Segundo Alexandre Morais da Rosa:

Fishing Expedition ou Pescaria Probatória é a procura especulativa, no ambiente físico ou digital, sem 'causa provável', alvo definido, finalidade tangível ou para além dos limites autorizados (desvio de finalidade), de elementos capazes de atribuir responsabilidade penal a alguém. [É] a prática relativamente comum de se aproveitar dos espaços de exercício de poder para subverter a lógica das garantias constitucionais, vasculhando-se a intimidade, a vida privada, enfim, violando-se direitos fundamentais, para além dos limites legais. O termo se refere à incerteza própria das expedições de pesca, em que não se sabe, antecipadamente, se haverá peixe, nem os espécimes que podem ser fisgados, muito menos a quantidade” (ROSA, Alexandre Morais da, Guia do Processo Penal Estratégico: de acordo com a Teoria dos Jogos, 1ª ed., Santa Catarina: Emais, 2021, p. 389-390).

 

Sobre o desvio de finalidade no Direito Administrativo, Celso Antonio Bandeira de Mello ensina:

“Em rigor, o princípio da finalidade não é uma decorrência do princípio da legalidade. É mais que isto: é uma inerência dele; está nele contido, pois corresponde à aplicação da lei tal qual é; ou seja, na conformidade de sua razão de ser, do objetivo em vista do qual foi editada. Por isso se pode dizer que tomar uma lei como suporte para a prática de ato desconforme com sua finalidade não é aplicar a lei; é desvirtuá-la;

é burlar a lei sob pretexto de cumpri-la. Daí por que os atos incursos neste vício — denominado 'desvio de poder' ou 'desvio de finalidade' — são nulos. Quem desatende ao fim legal desatende à própria lei” (BANDEIRA DE MELLO, Celso Antonio, Curso de Direito Administrativo, 27 ed., São Paulo: Malheiros, 2010, p. 106).

 

O agente responsável pela diligência deve sempre se ater aos limites da medida. Assim, a medida deve estar vinculada à justa causa para a qual excepcionalmente se admitiu a restrição do direito fundamental à intimidade. Obviamente, é possível o encontro fortuito de provas. O que não se admite é que o interior da casa seja vasculhado indistintamente.

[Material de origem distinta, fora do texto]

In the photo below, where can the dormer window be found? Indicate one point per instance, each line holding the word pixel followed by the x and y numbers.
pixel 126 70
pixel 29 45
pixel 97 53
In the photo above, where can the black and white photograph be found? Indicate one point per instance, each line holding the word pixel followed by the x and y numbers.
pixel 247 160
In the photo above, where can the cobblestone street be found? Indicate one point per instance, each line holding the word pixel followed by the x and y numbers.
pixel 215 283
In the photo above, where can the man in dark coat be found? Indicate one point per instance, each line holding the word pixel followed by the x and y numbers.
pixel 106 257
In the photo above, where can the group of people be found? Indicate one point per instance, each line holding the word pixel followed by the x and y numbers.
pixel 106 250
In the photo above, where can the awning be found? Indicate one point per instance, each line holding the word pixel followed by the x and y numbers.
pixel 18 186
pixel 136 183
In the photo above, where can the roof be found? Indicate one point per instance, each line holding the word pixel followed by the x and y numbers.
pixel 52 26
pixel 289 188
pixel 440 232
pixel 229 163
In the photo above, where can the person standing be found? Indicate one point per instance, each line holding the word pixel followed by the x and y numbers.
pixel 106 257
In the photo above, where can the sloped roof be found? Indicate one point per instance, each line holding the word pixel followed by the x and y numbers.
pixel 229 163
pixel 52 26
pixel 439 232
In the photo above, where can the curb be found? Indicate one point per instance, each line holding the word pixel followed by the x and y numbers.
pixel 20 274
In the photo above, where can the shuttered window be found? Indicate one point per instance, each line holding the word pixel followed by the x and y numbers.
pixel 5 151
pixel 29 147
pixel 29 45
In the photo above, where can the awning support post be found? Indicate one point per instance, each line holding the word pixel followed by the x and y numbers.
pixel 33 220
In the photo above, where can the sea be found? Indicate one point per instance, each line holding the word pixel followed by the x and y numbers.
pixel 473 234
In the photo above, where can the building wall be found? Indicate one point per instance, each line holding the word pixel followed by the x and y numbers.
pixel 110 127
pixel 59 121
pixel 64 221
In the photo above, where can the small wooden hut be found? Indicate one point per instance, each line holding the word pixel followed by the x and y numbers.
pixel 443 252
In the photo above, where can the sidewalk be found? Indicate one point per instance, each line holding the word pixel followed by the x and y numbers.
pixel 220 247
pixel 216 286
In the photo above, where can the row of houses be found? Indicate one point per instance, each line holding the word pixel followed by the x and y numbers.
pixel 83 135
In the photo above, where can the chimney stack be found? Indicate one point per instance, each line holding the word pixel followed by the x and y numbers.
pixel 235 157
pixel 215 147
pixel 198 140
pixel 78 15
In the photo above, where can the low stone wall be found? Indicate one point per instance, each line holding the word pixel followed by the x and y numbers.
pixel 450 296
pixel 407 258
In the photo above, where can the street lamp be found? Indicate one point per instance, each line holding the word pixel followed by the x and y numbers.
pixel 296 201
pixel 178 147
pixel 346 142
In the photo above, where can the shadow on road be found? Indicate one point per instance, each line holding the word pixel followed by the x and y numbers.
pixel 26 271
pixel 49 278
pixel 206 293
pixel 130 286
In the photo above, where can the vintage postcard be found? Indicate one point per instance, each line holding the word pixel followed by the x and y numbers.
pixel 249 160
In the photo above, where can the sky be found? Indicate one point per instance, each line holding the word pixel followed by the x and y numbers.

No caso dos autos, o ingresso em domicílio foi amparado na possível prática de crime de falsa identidade, na existência de mandado de prisão e na suposta autorização da esposa do acusado para a realização das buscas.

A despeito disso, o interior da casa foi indistintamente vasculhado, tendo havido desvio de finalidade.

O STJ apontou também outras irregularidades no ingresso.

 

O crime de falsa identidade não justificava a entrada na residência

O primeiro fundamento - crime de falsa identidade - não justificava a entrada na casa do réu, porque, no momento em que ingressaram no lar, os militares ainda não sabiam que o acusado havia fornecido anteriormente à guarnição os dados pessoais do seu irmão, o que somente depois veio a ser constatado. Não existia, portanto, situação fática, conhecida pelos policiais, a legitimar o ingresso domiciliar para efetuar-se a prisão do paciente por flagrante do crime de falsa identidade, porquanto nem sequer tinham os agentes públicos conhecimento da ocorrência de tal delito na ocasião.

 

O art. 293 do CPP foi descumprido e não se tinha certeza se o foragido estava na casa

No caso concreto, não foi cumprido o art. 293 do CPP, que diz:

Art. 293.  Se o executor do mandado verificar, com segurança, que o réu entrou ou se encontra em alguma casa, o morador será intimado a entregá-lo, à vista da ordem de prisão. Se não for obedecido imediatamente, o executor convocará duas testemunhas e, sendo dia, entrará à força na casa, arrombando as portas, se preciso; sendo noite, o executor, depois da intimação ao morador, se não for atendido, fará guardar todas as saídas, tornando a casa incomunicável, e, logo que amanheça, arrombará as portas e efetuará a prisão.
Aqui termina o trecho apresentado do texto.